Pan Heng, Elemento Olivier
Department of Physiology and Biophysics, Institute for Precision Medicine, Institute for Computational Biomedicine, Weill Cornell Medical College, 1305 York Avenue, New York, NY, 10021, USA.
Methods Mol Biol. 2018;1711:27-53. doi: 10.1007/978-1-4939-7493-1_3.

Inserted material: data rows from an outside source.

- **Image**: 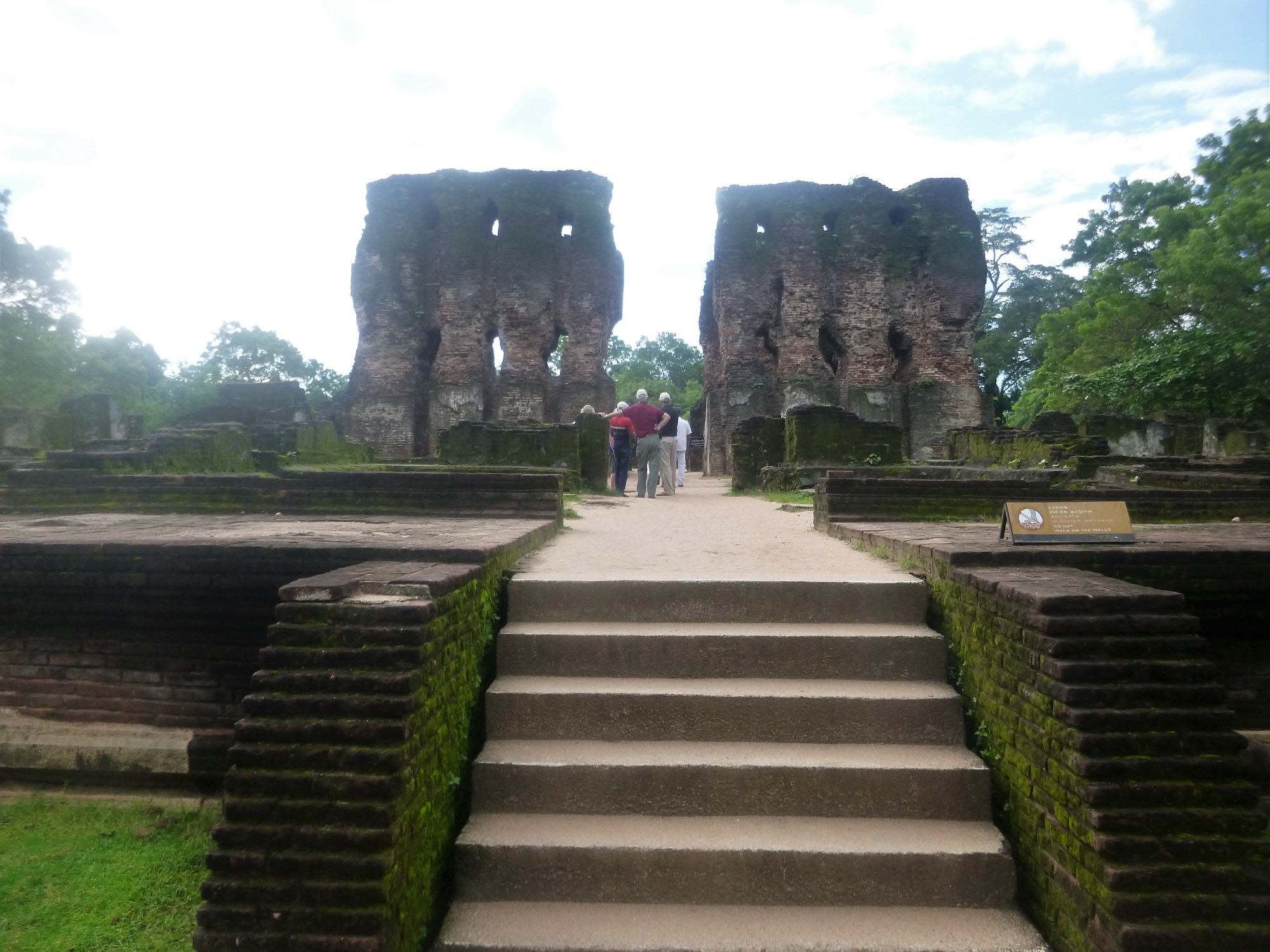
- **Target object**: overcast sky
[0,0,1270,371]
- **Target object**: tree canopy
[0,192,348,428]
[1010,109,1270,426]
[596,332,705,412]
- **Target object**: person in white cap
[658,394,679,496]
[626,390,671,499]
[674,417,692,486]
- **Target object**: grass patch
[0,796,220,952]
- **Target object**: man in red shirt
[626,390,671,499]
[608,401,635,496]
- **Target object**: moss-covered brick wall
[194,554,541,952]
[574,414,608,490]
[814,474,1270,526]
[836,526,1270,952]
[0,469,564,519]
[785,406,904,466]
[732,417,785,488]
[438,420,582,487]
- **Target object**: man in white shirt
[674,417,692,486]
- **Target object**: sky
[0,0,1270,372]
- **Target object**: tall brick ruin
[700,179,988,474]
[345,169,622,457]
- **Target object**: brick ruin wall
[700,179,991,475]
[345,169,622,457]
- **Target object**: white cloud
[0,0,1259,370]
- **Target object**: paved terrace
[0,513,551,562]
[522,474,908,581]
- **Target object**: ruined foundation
[700,179,988,475]
[347,169,622,457]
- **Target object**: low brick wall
[814,477,1270,528]
[829,523,1270,952]
[194,558,509,952]
[0,470,564,519]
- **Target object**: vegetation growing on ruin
[1007,109,1270,426]
[0,797,218,952]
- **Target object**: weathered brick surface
[347,169,622,457]
[700,179,986,475]
[829,523,1270,952]
[194,552,518,952]
[0,470,563,518]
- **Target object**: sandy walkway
[523,474,908,581]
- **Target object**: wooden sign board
[1001,502,1135,546]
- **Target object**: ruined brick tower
[345,169,622,457]
[700,179,986,474]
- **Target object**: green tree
[0,192,80,409]
[1010,109,1270,424]
[974,208,1080,419]
[605,332,705,412]
[180,321,348,410]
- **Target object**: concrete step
[438,902,1046,952]
[472,740,991,820]
[498,622,947,680]
[455,814,1015,908]
[508,575,926,624]
[485,675,964,744]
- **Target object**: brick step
[507,575,926,624]
[207,849,389,882]
[230,744,405,774]
[472,740,989,820]
[199,876,384,909]
[269,622,428,647]
[196,902,384,937]
[498,622,947,680]
[244,667,420,694]
[1043,681,1226,709]
[1040,657,1217,687]
[1072,754,1247,783]
[193,929,382,952]
[455,814,1015,908]
[485,676,964,744]
[225,768,403,803]
[224,797,395,829]
[212,822,394,854]
[437,902,1046,952]
[260,645,424,671]
[1091,807,1265,836]
[1072,731,1247,756]
[234,717,405,746]
[243,681,414,720]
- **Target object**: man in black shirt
[657,394,679,496]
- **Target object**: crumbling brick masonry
[700,179,987,474]
[347,169,622,457]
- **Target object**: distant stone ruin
[345,169,622,457]
[700,179,991,475]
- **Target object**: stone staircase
[439,575,1045,952]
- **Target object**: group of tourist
[606,390,692,499]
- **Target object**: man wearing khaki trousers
[657,394,679,496]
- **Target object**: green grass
[0,796,220,952]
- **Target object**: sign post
[998,502,1137,546]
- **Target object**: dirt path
[523,474,904,581]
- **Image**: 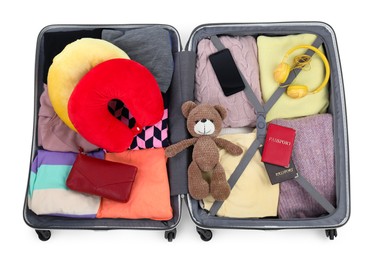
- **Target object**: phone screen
[209,49,245,96]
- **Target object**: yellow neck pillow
[47,38,129,131]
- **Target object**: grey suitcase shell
[23,22,350,241]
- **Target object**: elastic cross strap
[209,36,335,216]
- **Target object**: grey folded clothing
[101,26,174,93]
[272,114,336,219]
[38,84,99,152]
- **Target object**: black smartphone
[209,49,245,96]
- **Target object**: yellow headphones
[274,45,330,98]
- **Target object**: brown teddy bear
[165,101,242,201]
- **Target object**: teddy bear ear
[214,105,227,120]
[182,101,197,118]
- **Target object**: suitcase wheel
[164,228,176,242]
[325,229,337,240]
[196,227,212,241]
[36,229,51,241]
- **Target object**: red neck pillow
[68,59,164,152]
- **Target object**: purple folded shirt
[272,114,336,219]
[38,84,98,152]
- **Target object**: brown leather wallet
[66,153,137,202]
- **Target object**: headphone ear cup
[287,85,308,98]
[274,62,291,83]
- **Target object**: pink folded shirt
[272,114,336,219]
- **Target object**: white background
[0,0,379,260]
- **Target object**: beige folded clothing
[203,131,279,218]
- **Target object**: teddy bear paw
[188,181,209,200]
[211,182,230,201]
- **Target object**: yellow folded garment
[203,131,279,218]
[257,34,329,122]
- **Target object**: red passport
[262,124,296,167]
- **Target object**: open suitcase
[23,22,350,241]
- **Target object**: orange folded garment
[96,148,173,220]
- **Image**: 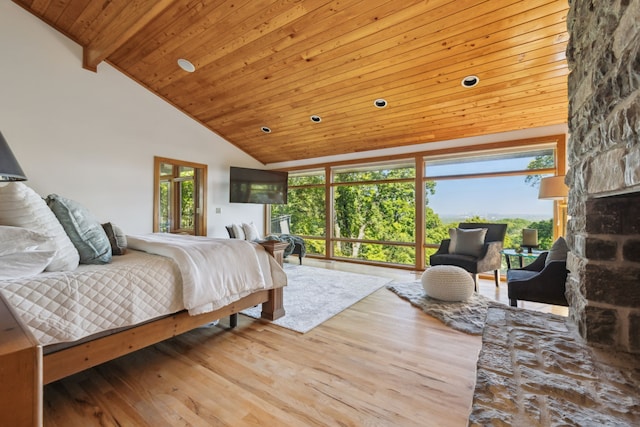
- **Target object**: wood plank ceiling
[15,0,569,164]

Epigenetic modifications play a key role in cellular development and tumorigenesis. Recent large-scale genomic studies have shown that mutations in players of the epigenetic machinery and concomitant perturbation of epigenomic patterning are frequent events in tumors. Among epigenetic marks, DNA methylation is one of the best studied. Hyper- and hypo-methylation events of specific regulatory elements (such as promoters and enhancers) are sometimes thought to be correlated with expression of nearby genes. High-throughput bisulfite converted sequencing is currently the technology of choice for studying DNA methylation in base-pair resolution and on whole-genome scale. Such broad and high-resolution coverage investigations of the epigenome provide unprecedented opportunities to analyze DNA methylation patterns, which are correlated with tumorigenesis, tumor evolution, and tumor progression. However, few computational pipelines are available to the public to perform systematic DNA methylation analysis. Utilizing open source tools, we here describe a comprehensive computational methodology to thoroughly analyze DNA methylation patterns during tumor evolution based on bisulfite converted sequencing data, including intra-tumor methylation heterogeneity.
表观遗传修饰在细胞发育和肿瘤发生中起关键作用。最近的大规模基因组研究表明,表观遗传机制相关因子的突变以及随之而来的表观基因组模式紊乱在肿瘤中是常见事件。在表观遗传标记中,DNA甲基化是研究得最为深入的之一。特定调控元件(如启动子和增强子)的高甲基化和低甲基化事件有时被认为与附近基因的表达相关。高通量亚硫酸氢盐转化测序是目前在碱基对分辨率和全基因组规模上研究DNA甲基化的首选技术。对表观基因组进行如此广泛且高分辨率的覆盖研究为分析与肿瘤发生、肿瘤演变和肿瘤进展相关的DNA甲基化模式提供了前所未有的机会。然而,可供公众使用的用于进行系统DNA甲基化分析的计算流程很少。利用开源工具,我们在此描述一种全面的计算方法,用于基于亚硫酸氢盐转化测序数据彻底分析肿瘤演变过程中的DNA甲基化模式,包括肿瘤内甲基化异质性。